Lithium batteries have completely changed every field from consumer electronics to electric vehicles, and separators play a crucial role in their performance and safety.

Battery separator is one of the materials used in lithium batteries

  The battery separator, anode electrode material, cathode electrode material, and electrolyte are the most important lithium-ion battery materials, accounting for approximately 4% of the total cost of lithium-ion battery materials. The lithium battery separator has a large number of tortuous and interconnected micropores, which can ensure the free passage of battery electrolyte ions and form a charging and discharging circuit. Its main function is to isolate the anode and cathode electrodes, preventing battery short circuits.

  At the same time, ensure that lithium ions pass through the microporous channels normally during charging and discharging, ensuring the normal operation of the battery. The performance of the battery separator determines the key characteristics of lithium-ion batteries, such as internal resistance, capacity, cycling performance, and charge discharge current density.

  At present, the commercialized lithium battery separators mainly include polyethylene (PE) separators, polypropylene (PP) separators, and PE and PP composite multilayer microporous membranes. PE battery separator has high strength and a wide processing range. PP membranes have high porosity, breathability, and mechanical properties. Ordinary 3C batteries mainly use single-layer PE separator or single-layer PP battery separator.

  Power batteries generally use PE/PP double-layer battery separators, PP/PP double-layer separators, or PP/PE/PP three-layer separators. However, polyolefin membranes have very obvious drawbacks, such as thermal stability and insufficient wettability of electrolytes, which makes the coating and modification of polyolefin membranes a trend direction.

Production process of battery separator

  The production process of battery separators is mainly divided into two categories: wet method and dry method. The production process of lithium-ion battery separators includes raw material formula and rapid formula adjustment, microporous preparation technology, and independent design of complete equipment. Among them, microporous preparation technology is the core of lithium-ion battery separator preparation process, which can be divided into dry stretching and wet stretching according to the type of process.

  Dry separators have high safety and low cost, and are often used in large lithium iron phosphate power batteries. Due to its thin thickness and high porosity, wet diaphragm has a higher uniformity of pore size and higher permeability. Compared with dry separators, it has certain advantages in mechanical performance, breathability, and physicochemical properties, so it is more widely used in ternary batteries that focus on energy density.

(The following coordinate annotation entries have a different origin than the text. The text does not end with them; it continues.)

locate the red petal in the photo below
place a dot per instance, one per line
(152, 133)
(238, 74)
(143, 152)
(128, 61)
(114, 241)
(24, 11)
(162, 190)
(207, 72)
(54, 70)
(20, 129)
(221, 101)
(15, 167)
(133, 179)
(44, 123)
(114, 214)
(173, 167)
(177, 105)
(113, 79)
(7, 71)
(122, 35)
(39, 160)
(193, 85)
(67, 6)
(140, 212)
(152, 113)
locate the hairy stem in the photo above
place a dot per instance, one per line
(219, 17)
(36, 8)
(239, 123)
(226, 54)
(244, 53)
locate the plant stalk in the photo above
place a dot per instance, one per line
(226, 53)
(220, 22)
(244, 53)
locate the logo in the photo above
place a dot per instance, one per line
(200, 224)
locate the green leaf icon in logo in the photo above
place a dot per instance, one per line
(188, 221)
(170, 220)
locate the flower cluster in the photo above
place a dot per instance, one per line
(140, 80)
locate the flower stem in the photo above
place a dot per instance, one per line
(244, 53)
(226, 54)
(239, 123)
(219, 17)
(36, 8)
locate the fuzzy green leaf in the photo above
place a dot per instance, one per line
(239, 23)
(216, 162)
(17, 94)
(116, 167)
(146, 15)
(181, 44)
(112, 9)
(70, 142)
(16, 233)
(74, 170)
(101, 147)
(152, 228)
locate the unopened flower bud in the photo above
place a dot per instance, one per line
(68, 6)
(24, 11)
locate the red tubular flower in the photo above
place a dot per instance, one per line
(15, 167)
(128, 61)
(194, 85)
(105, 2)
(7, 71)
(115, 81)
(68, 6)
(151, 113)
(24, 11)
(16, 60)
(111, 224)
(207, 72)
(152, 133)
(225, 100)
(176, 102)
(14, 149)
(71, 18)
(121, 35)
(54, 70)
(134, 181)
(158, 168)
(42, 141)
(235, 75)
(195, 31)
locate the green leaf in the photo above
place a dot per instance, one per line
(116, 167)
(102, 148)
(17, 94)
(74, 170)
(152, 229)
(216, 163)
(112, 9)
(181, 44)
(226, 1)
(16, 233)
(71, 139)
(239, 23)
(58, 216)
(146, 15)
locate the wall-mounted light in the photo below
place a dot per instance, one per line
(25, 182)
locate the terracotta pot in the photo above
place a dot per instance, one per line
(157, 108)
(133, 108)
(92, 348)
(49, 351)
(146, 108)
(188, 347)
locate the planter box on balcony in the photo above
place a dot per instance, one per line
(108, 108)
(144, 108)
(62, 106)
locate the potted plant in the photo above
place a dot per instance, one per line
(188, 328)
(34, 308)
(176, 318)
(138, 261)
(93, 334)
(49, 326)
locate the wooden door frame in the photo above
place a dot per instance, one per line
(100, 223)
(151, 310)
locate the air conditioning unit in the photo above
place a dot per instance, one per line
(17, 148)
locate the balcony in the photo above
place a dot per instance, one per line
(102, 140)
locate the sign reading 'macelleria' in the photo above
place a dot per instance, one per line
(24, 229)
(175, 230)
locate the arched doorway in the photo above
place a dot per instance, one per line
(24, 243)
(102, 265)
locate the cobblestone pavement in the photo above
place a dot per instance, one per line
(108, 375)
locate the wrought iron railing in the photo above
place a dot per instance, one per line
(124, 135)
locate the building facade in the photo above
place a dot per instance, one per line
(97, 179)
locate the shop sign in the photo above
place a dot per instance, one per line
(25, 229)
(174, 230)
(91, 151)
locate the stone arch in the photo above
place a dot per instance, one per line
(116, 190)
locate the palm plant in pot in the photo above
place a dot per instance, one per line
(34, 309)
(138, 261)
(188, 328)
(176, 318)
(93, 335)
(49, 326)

  Membrane coating is the process of mixing and stirring aluminum oxide, binder, and deionized water on the original lithium-ion battery separator to form a slurry. Micro gravure extrusion coating is used to create one or two layers of ceramic surface on the substrate diaphragm. The ceramic separator increases the mechanical strength of the original membrane, making the battery exhibit excellent performance in high temperature resistance, puncture resistance, thinning, and other aspects.

  Will not affect breathability, ensuring the flow of lithium ions, thereby improving safety. The coating process can not only enhance the thermal stability of the battery separator, improve its mechanical strength, but also prevent the large area contact between the anode and cathode electrodes caused by the contraction of the battery separator. It can also improve the puncture resistance of the separator and prevent lithium dendrites from piercing the separator and causing short circuits in the battery under long-term cycling conditions.

  The coating process is beneficial for enhancing the liquid retention and wettability of the battery separator, thereby extending the cycle life of the battery. Coating materials can be divided into inorganic materials and organic materials. Inorganic materials mainly include ceramics, while organic materials mainly include PVDF and aramid. Generally speaking, ceramics are relatively inexpensive and are mostly used for power batteries, while aramid is more expensive and mainly used for consumer electronics products.